The approach we show below flips the approach. We start by counting up all migrants in Bangladesh, India, and Pakistan and then map which districts they came from. So, which districts account for the greatest share of migrants?

Specifically, the map plots district-wise out-migration rates, defined as the number of migrants who migrated out of the district to another district in the same country as a fraction of the total number of such migrants across Bangladesh, India, and Pakistan. The areas in dark red account for the most migrants, while the districts in light yellow account for the smallest share.

As a start, governments and other organizations can use this data to know which districts to keep an eye on as possible nodes of contagion. We recognize that it only gives a partial view of the context. We assembled the data to supplement other social, political, economic, and epidemiological information used to inform resource allocation.

So far, we’re using data on pre-COVID migration patterns to infer reverse-migration patterns in Spring 2020. In next steps, we’re analyzing international migration as well, correlating migration patterns with COVID-19 cases, and integrating a broader range of economic and health data. The next steps will allow us to show the variation of experience and to test the hypothesis that migration and contagion are positively correlated to an important degree (while noting that correlation is not causation).The aim is to see more clearly the movement of people and the movement of the virus.
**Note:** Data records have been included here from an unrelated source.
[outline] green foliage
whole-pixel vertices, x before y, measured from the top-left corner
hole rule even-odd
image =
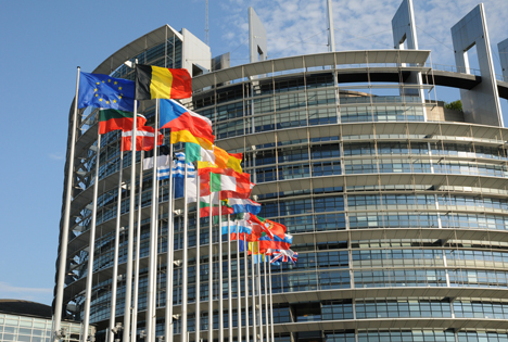
[[[445,103],[445,109],[462,112],[462,101],[457,100],[454,102]]]

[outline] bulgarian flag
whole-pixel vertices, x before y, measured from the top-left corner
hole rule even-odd
[[[136,151],[153,150],[155,129],[150,126],[138,127],[136,131]],[[164,136],[157,134],[157,145],[163,144]],[[132,130],[122,131],[122,151],[130,151],[132,142]]]
[[[118,110],[104,110],[99,111],[99,134],[105,135],[112,130],[132,130],[134,113],[118,111]],[[138,115],[137,127],[143,127],[147,124],[147,118]]]
[[[173,138],[172,138],[173,139]],[[225,150],[214,145],[205,149],[198,143],[186,143],[186,156],[188,163],[198,162],[198,173],[206,173],[204,168],[231,168],[237,173],[242,173],[242,153],[228,153]],[[201,170],[203,168],[203,170]]]
[[[266,232],[271,239],[274,239],[274,237],[278,237],[280,239],[285,238],[285,231],[288,230],[288,228],[285,228],[284,225],[256,215],[251,215],[250,217],[251,221],[253,224],[259,225],[262,227],[262,230]]]

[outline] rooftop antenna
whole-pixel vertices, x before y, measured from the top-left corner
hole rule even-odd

Additional Notes on Map Data and Methodology: The data on migrants for India is obtained from the 2007-08 National Sample Survey and considers migrants who left their household within the past 5 years. Data was collected for 588 districts out of the 640 districts in India as per the 2011 Indian Census. The data on migrants for Pakistan is obtained from the 2007-08 Labor Force Survey. The data on migrants for Bangladesh is obtained from the 2016 Household Income and Expenditure Survey and considers migrants who left their household within the past 5 years. District boundary changes over the years have been manually accounted for in the plot. The plots reweights the number of migrants surveyed in each survey by the proportion of the population of the country surveyed to reflect estimates of the number of migrants in each district. The cutoff values reflect deciles of out-migration rates, which range from 0% to 0.92%.

The top three sending districts in India were West Tripura in the state of Tripura, Solapur in Maharashtra, and Imphal West in Manipur. In Bangladesh, the top three sending districts were Jhalokhoti and Patuakhali in Barisal division and Noakhali in Chittagong division. And in Pakistan, the top three sending districts were  Karachi East in Sindh, Faisalabad in Punjab and Lahore in Punjab.